If Esther the Easter Egger was not such a beloved pet to my son, I may have just waited another day or so to see what developed. However, I read online that this could quickly lead to the untimely death of the bird, which is the last thing I want to have on my conscience. I could live with having felt up the hen; allowing her to possibly become ill and die without at least a thorough examination I couldn't fathom.
So I did what any dedicated urban farm girl would do: I followed the internet directions.
Warm bath.

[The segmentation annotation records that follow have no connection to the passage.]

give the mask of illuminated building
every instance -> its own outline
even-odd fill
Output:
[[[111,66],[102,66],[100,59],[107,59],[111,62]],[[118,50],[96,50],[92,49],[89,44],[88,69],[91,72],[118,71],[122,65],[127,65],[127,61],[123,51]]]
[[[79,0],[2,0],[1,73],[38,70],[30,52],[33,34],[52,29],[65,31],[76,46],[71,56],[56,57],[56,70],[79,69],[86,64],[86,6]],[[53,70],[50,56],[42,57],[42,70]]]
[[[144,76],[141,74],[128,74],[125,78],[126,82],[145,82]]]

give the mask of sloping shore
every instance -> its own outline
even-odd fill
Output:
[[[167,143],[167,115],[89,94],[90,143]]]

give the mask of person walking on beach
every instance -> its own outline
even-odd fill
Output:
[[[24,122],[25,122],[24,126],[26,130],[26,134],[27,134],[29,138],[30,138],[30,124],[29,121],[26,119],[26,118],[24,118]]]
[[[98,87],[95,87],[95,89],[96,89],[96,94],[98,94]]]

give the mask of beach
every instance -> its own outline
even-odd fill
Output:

Latex glove. Olive oil. I'm going to stop right there to keep you (and me) from reliving the moment. For I think that, often, city-dwellers like myself romanticize down-on-the farm rural living. Let me assure you there was nothing romantic about this all-too-intimate encounter.
Long story short, Esther seemed to enjoy her warm bath. She also didn't seem to mind being, um, examined at length. I wasn't able to feel any egg that was stuck (whole or otherwise). If she was having trouble laying, sites claimed, often a warm bath and the olive oil lube job would do the trick. I released her into the backyard, where she went about her chicken business as usual, preening and resting, no worse for wear.
I can't say the same for myself.
Let's just say that, when the ordeal was over, I used at least a half a can of Comet in the bathroom tub. And the floor. And maybe my arms and hands. And under my fingernails. And I threw the scrub brushes away.
I'm hopeful our hen will be fine, but I don't think I'll ever be the same.
Let's just call this my true initiation into the life of a farm girl. I declare, I have at last earned my self-selected nom de plume!